[Schema] Converting values that cause conflicts

MovieStoreGuy commented 1 year ago

What are you trying to achieve? When building the the schema processor for the collector, it was noted that there is no defined behaviour on what to expect if there is an existing value that would be overridden.

What did you expect to see?

I've currently made the assumption that the schema conversions take priority over existing values and return an error that can be consumed by the collector signify a metric (or log) on how many conflicts were found and report that.

Additional context.

Context: https://github.com/open-telemetry/opentelemetry-collector-contrib/pull/17020#discussion_r1190154309

jsuereth commented 1 year ago

We discussed this in the Semantic Convention WG.

Suggestions from there:

We think this may happen when folks try to emit "multiple" versions of Schema to alleviate migration friction. We don't have hooks in place to deal with this.
We suggest leaving the existing value and NOT overwriting with the change when this scenario occurs.

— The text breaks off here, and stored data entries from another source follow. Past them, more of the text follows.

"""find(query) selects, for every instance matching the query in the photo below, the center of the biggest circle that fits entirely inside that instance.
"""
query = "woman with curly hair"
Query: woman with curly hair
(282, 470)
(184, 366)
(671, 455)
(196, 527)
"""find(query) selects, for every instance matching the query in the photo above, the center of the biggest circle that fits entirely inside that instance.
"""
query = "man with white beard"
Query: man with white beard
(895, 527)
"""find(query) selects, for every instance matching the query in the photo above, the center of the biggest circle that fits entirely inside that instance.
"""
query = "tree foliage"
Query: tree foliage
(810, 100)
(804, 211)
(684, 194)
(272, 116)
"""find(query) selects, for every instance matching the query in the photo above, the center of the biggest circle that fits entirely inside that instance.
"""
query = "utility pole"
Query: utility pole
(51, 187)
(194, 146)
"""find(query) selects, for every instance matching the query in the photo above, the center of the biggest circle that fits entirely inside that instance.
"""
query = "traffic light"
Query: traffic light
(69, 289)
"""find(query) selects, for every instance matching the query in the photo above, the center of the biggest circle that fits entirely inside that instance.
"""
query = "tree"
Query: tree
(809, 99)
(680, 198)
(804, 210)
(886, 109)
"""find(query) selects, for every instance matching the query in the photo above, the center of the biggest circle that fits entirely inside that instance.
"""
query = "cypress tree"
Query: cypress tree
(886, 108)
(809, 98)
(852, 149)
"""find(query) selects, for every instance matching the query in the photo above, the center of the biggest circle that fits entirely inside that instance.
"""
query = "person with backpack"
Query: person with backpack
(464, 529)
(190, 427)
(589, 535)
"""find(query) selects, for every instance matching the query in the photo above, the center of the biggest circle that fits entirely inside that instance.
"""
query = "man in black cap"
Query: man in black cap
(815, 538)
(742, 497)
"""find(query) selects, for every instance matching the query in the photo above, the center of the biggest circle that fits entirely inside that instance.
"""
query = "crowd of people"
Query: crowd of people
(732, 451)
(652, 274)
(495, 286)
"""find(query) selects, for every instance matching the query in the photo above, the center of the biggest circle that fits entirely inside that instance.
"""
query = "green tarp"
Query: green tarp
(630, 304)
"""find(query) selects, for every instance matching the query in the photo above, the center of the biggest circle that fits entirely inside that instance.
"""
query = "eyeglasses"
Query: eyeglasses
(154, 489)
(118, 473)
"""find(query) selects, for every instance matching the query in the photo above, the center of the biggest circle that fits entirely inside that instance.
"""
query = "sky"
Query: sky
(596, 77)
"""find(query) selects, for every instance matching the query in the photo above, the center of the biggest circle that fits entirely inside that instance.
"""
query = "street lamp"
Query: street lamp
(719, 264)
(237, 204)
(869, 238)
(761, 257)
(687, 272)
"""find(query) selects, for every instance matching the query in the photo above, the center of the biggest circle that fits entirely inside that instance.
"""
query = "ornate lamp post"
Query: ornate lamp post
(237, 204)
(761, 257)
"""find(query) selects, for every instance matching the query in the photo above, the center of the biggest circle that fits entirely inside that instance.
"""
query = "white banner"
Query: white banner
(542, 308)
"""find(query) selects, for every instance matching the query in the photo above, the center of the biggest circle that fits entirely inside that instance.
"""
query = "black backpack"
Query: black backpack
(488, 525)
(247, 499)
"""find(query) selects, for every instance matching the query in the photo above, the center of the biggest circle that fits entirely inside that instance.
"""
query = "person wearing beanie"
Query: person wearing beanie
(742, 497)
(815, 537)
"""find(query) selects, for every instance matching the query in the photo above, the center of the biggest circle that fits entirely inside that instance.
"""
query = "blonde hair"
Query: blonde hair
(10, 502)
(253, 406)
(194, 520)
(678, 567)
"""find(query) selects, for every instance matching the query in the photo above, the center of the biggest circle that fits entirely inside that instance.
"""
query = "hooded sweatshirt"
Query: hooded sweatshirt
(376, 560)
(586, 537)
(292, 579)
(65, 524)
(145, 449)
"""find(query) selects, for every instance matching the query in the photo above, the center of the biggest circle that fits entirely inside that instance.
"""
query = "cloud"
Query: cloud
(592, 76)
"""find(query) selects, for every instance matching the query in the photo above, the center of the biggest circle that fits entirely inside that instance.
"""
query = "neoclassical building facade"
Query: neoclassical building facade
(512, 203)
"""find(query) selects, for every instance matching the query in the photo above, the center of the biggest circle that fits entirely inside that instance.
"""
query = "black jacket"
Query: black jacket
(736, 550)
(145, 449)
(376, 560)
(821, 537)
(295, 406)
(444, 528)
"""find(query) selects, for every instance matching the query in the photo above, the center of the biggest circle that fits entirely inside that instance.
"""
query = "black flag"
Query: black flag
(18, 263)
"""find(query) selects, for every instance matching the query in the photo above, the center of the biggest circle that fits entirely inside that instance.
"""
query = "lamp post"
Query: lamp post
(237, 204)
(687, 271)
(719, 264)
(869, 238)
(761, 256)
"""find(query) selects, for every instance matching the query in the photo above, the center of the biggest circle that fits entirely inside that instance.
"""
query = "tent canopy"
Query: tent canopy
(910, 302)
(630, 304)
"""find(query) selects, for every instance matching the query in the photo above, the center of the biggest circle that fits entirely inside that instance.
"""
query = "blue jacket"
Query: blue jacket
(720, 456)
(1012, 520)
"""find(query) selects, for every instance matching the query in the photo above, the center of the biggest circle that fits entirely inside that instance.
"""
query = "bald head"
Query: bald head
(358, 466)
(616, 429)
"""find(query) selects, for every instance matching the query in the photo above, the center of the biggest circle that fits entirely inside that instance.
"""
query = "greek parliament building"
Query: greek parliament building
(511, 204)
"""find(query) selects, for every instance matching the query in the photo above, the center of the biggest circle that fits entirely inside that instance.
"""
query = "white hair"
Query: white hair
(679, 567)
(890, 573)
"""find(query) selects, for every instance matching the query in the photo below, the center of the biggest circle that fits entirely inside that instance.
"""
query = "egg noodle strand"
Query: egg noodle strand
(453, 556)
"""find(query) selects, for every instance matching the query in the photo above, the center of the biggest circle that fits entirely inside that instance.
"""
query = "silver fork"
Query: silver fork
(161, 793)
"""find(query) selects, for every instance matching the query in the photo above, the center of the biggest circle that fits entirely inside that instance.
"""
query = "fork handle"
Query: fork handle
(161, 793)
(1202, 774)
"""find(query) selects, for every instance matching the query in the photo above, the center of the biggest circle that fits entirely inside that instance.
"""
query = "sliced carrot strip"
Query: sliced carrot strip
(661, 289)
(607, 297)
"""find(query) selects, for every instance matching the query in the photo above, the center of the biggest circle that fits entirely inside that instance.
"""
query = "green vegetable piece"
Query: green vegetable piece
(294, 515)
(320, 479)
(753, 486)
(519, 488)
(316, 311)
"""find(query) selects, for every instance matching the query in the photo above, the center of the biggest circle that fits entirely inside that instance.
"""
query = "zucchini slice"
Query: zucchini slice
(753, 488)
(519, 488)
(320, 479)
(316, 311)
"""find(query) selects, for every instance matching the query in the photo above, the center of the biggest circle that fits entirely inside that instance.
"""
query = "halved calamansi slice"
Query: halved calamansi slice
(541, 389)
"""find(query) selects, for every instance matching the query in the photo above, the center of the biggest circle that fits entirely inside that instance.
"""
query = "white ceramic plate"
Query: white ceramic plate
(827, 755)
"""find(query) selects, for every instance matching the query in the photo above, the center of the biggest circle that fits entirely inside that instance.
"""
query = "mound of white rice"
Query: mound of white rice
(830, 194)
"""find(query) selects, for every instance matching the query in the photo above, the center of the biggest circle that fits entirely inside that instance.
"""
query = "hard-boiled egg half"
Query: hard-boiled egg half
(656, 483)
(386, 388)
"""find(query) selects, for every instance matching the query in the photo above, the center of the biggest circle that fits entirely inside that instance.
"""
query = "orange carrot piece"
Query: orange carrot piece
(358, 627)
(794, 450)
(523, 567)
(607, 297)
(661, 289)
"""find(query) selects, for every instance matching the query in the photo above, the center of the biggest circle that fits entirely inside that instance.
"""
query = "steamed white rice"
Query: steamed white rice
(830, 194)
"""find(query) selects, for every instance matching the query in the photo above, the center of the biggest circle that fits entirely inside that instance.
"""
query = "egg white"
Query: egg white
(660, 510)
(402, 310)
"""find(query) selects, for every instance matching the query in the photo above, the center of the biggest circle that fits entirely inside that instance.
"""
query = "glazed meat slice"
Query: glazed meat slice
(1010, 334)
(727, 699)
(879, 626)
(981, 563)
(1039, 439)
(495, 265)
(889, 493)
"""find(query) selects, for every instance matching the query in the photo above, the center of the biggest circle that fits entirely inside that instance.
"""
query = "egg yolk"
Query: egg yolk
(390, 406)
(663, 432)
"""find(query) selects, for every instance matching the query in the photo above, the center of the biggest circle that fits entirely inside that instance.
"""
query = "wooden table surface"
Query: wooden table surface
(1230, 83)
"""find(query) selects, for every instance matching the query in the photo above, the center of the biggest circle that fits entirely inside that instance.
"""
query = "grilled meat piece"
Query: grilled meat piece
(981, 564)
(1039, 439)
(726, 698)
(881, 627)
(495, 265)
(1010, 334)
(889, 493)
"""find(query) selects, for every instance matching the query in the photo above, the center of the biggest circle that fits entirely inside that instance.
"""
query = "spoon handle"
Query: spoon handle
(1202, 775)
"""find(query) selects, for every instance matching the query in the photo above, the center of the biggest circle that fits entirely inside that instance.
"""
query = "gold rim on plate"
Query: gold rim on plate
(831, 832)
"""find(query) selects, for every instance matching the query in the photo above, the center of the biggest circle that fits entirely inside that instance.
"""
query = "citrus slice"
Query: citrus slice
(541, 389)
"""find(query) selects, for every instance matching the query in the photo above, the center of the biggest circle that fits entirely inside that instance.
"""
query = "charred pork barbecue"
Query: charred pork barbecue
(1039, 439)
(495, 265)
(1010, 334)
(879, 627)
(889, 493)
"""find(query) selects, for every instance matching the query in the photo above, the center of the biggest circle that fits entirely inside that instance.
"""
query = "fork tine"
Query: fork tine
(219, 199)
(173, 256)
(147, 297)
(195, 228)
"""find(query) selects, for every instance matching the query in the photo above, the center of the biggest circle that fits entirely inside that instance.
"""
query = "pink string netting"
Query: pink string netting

Specifically, if you have the following attributes:

namespace.attribute1=foo
namespace.attribute2=bar

If you have a rename_attributes of namespace.attribute1: namespace.attribute2, then you would wind up with:

namspace.attribute2=bar

That is, attribute1 does NOT overwrite attribute2, regardless of how the attributes are ordered.

This is specifically in reference to the OTLP generated.

Additionally, you could leave attribute1 in place as well.

tigrannajaryan commented 1 year ago

We suggest leaving the existing value and NOT overwriting with the change when this scenario occurs.

What exactly does this mean? Do you suggest that the input attributes are preserved and the SchemaURL is not updated? What happens with transforms that were already applied? Do you have to roll them back? This is very expensive to implement.

I don't think this is the best approach.

I submitted a PR where I recommend overwriting. IMO this is the best default approach.

Rejecting is complex and expensive. It requires performing transformation on a copy of data since it may be aborted any time or be able to rollback already applied changes. This is very expensive unless you have some very efficient copy-on-write data structure or something like that. I don't think we should do it.

Overwriting is much simpler. You just apply on the original data knowing that there is no need to ever abort the changes. IMO, this should be the philosophy of all schema transforms (existing or future proposals).

I left the door open for implementations that want to carry the burden of much more complex approaches by using SHOULD clause instead of MUST.

tigrannajaryan commented 1 year ago

If you have a rename_attributes of namespace.attribute1: namespace.attribute2, then you would wind up with:
namspace.attribute2=bar
That is, attribute1 does NOT overwrite attribute2, regardless of how the attributes are ordered.

I think this is a bad outcome. The resulting data complies neither with old schema nor with new schema. What do we set the SchemaURL to in this case?

lmolkova commented 1 year ago

What exactly does this mean? Do you suggest that the input attributes are preserved and the SchemaURL is not updated? What happens with transforms that were already applied? Do you have to roll them back? This is very expensive to implement.

We can remove schema URL from invalid telemetry or add a way to signal that we could not apply transformation on a given data. I think having a way to signal about it is essential for this and other similar problems and should be a prerequisite to removing moratorium on transformations.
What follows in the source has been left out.